Mona Fouad, M.D., MPH

Mona Fouad Senior Associate Dean for Diversity and Inclusion, School of Medicine
Professor and Director, Division of Preventive Medicine
Director, Minority Health and Health Disparities Research Center

Dr. Fouad is Senior Associate Dean for Diversity and Inclusion in the UAB School of Medicine and Professor of Medicine and Director of the UAB Division of Preventive Medicine. She also is the Founding Director of the UAB Minority Health and Health Disparities Research Center. Fouad is recognized nationally as a leader in health disparities research and has served as a member of the NIH National Advisory Council on Minority Health and Health Disparities. She obtained her MD from Alexandria University School of Medicine in Alexandria, Egypt, and her MPH from the University of Alabama School of Public Health. She has been the PI on numerous federally funded projects. Most of this funding has been for projects with a common theme of improving health and preventing disease in minorities. Fouad is PI of the NIH/NIMHD P60 Comprehensive Minority Health and Health Disparities Research Center, funded since 2003, and the Mid-South Transdisciplinary Collaborative Center for Health Disparities Research to reduce the disparities in chronic disease burden experienced by African Americans in six Mid-South states and nationally. Her ground-breaking work as a PI on other federally funded endeavors has made, and continues to make, great strides in addressing health disparities in cervical, breast, lung, prostate, colorectal and ovarian cancer. She has played a prominent leadership role in the merging of efforts with Historically Black Colleges and Universities (HBCUs) to train minority researchers and leaders in order to eliminate health disparities. She serves as co-PI for the NCI-funded Morehouse School of Medicine/Tuskegee University/UAB Comprehensive Cancer Center Partnership, in which she is responsible for the training and career development of minority students and faculty to enhance their research capabilities. Through these efforts, as well as by generously devoting time to trainees whom she personally and successfully mentors, Fouad is making an enormous contribution to the next generation of researchers and leaders in the fight against health disparities.

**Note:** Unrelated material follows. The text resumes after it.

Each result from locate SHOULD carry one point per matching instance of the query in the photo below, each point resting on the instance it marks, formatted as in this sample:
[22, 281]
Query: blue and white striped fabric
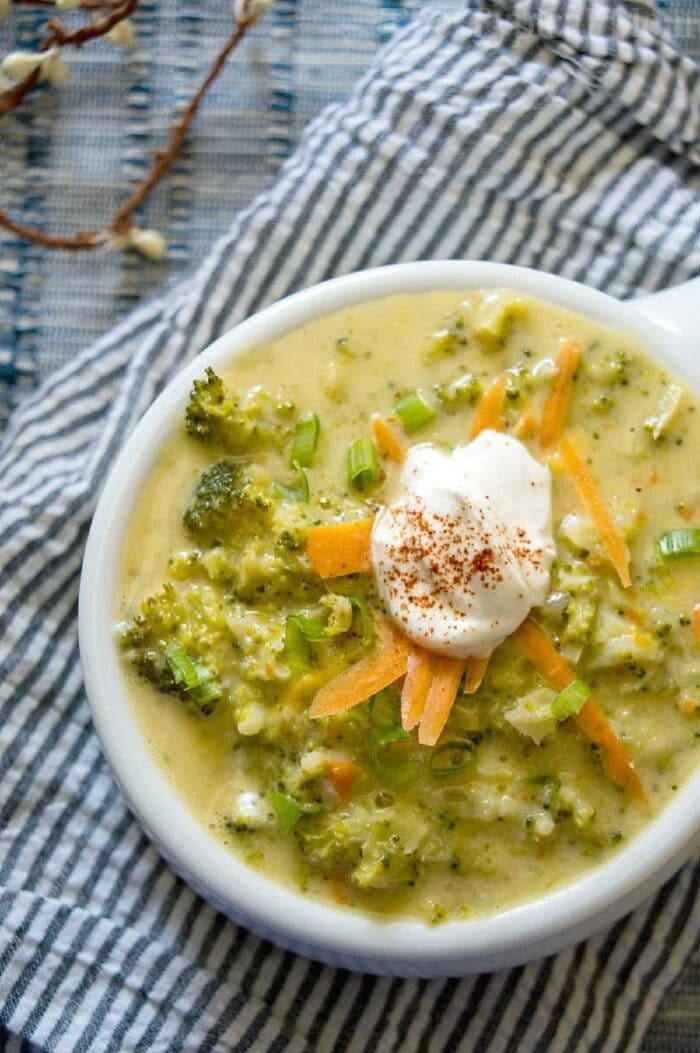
[560, 135]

Mona Fouad's long-standing efforts have been recognized nationally by receiving the 2005 Excellence in Eliminating Health Disparities Award by the American Medical Association's Program on Health Disparities, and the 2004 Sullivan Best Practice Award in recognition of outstanding work to reduce health disparities in the U.S. by the Association of Academic Health Centers. On the local and state levels, she has been recognized with the 2014 B-Metro Fusion Award, presented by the City of Birmingham to recognize people in the city who represent excellence in their chosen fields and foster, cultivate, and exemplify a wide array of diversity in our community; the 2014 Women's Leadership Award, Woman of Impact Award; the 2008 UAB President's Diversity Faculty Award; the 2007 Woman of the Year, "Ordinary People Doing Extraordinary Things, Alabama Power Community Service Award"; and the 2004 Odessa Woolfolk Community Service Award. Fouad served as the Charter Chair for the Commission on the Status of Women at UAB from 2004-2008. 

Carlton Young, M.D.

Carlton Young

Transplant Surgeon
Assistant Dean for Medical Student Diversity and Inclusion

Dr. Young was born in Philadelphia, Pennsylvania. He attended Villanova University where he ran track. In 1983, he was the NCAA 440 yard Indoor Champion. In addition to his athletic accomplishments, he was also a Rhodes Scholarship Finalist in 1983. 

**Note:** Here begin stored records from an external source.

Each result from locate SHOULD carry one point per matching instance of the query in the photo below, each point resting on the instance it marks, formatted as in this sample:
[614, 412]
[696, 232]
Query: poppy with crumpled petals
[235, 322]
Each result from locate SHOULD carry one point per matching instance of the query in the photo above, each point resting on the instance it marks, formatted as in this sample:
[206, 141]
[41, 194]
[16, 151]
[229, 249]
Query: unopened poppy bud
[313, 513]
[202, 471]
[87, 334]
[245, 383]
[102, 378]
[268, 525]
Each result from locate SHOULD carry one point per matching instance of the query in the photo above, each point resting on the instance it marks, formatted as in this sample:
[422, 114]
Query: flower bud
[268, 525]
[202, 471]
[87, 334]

He attended Johns Hopkins School of Medicine before training in general surgery at Thomas Jefferson University Hospital in Philadelphia. He then completed his transplant fellowship at the University of Wisconsin. 

Young was named Assistant Dean in the Office of Diversity & Multicultural Affairs (ODMA) at the School of Medicine in 2013. As part of the ODMA, he is responsible for developing partnerships with undergraduate students and programs to help those students be more competetive in applying to medical school. He has been and continues to serve as a professor in the Department of Surgery since 1997, director of the pancreas transplant program and the director of pediatric renal transplantation. His research focuses on health disparities in transplantation, primarily in African Americans, an interest he says will dovetail well with his current responsibilities.